A Minnesota college student drops out after a Muslim student threatens to kill his dog. Islamic groups are backing the dog owner and using the incident to start cross-cultural dialogue.
Tyler Hurd dropped out of St. Cloud State University in April after a Muslim Somali student threatened to kill Herd’s black Labrador while Hurd was student-teaching at St. Cloud Tech High School. Hurd needs the dog for guidance during his seizures, which stem from a childhood injury.
Islam encourages the use of dogs for protection and hunting but frowns upon keeping dogs as pets in the Western sense, leaving some observant Muslims in America at a cultural impasse.
Contact with dog saliva requires Muslims to perform ritual ablutions, and a story narrated in the Hadith, or ways of Prophet Muhammad, has led to the Islamic belief that angels will not enter a home where dogs are present.
Dr.

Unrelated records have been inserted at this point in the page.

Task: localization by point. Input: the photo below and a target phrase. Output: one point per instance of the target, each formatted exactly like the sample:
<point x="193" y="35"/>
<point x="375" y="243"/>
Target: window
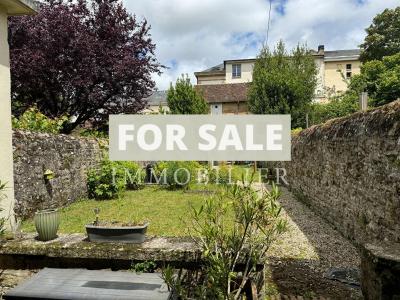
<point x="236" y="71"/>
<point x="348" y="71"/>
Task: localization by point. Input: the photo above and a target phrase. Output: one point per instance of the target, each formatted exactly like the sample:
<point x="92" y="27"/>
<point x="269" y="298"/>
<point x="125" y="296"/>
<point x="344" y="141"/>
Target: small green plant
<point x="93" y="133"/>
<point x="144" y="267"/>
<point x="102" y="182"/>
<point x="177" y="174"/>
<point x="112" y="178"/>
<point x="33" y="120"/>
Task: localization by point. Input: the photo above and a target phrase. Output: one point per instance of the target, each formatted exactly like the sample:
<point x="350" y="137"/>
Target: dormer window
<point x="236" y="70"/>
<point x="348" y="71"/>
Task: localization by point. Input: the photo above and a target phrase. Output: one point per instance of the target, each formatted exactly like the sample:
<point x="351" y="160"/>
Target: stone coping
<point x="384" y="251"/>
<point x="76" y="246"/>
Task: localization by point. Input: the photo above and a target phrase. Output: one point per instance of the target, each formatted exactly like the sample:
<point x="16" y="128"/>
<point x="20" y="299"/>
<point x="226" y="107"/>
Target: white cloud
<point x="192" y="35"/>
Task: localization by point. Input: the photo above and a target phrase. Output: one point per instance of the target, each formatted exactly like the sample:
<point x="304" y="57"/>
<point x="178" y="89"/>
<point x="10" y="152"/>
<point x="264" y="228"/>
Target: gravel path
<point x="298" y="260"/>
<point x="310" y="247"/>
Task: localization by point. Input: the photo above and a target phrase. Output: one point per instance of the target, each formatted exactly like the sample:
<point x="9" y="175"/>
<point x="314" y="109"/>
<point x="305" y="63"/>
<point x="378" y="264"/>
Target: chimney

Ayoub Banderker, while pointing out Muslims are commanded to treat dogs with the utmost compassion, writes on Web site Islamic Concern that it is “haram,” or forbidden, to keep dogs in small cages or on a tether for long periods outside.
Such cultural mores have played a part in Istanbul’s stray dog population. In 1996 there were an estimated 150,000 dogs roaming within the Turkish city’s limits. Family dogs are often left out in yards without leashes and some consider the keeping of pets to be “unnatural.”
Yet Muslim groups are quick to point out that Muhammad used dogs as guardians, and the Council on American-Islamic Relations condemned the threats against Hurd’s dog. “The moral and legal need to accommodate individuals using service dogs far outweighs the discomfort an individual Muslim might feel about coming into contact with a dog, which is one of God’s creatures,” said Valerie Shirley, communications director for Minnesota’s branch of CAIR.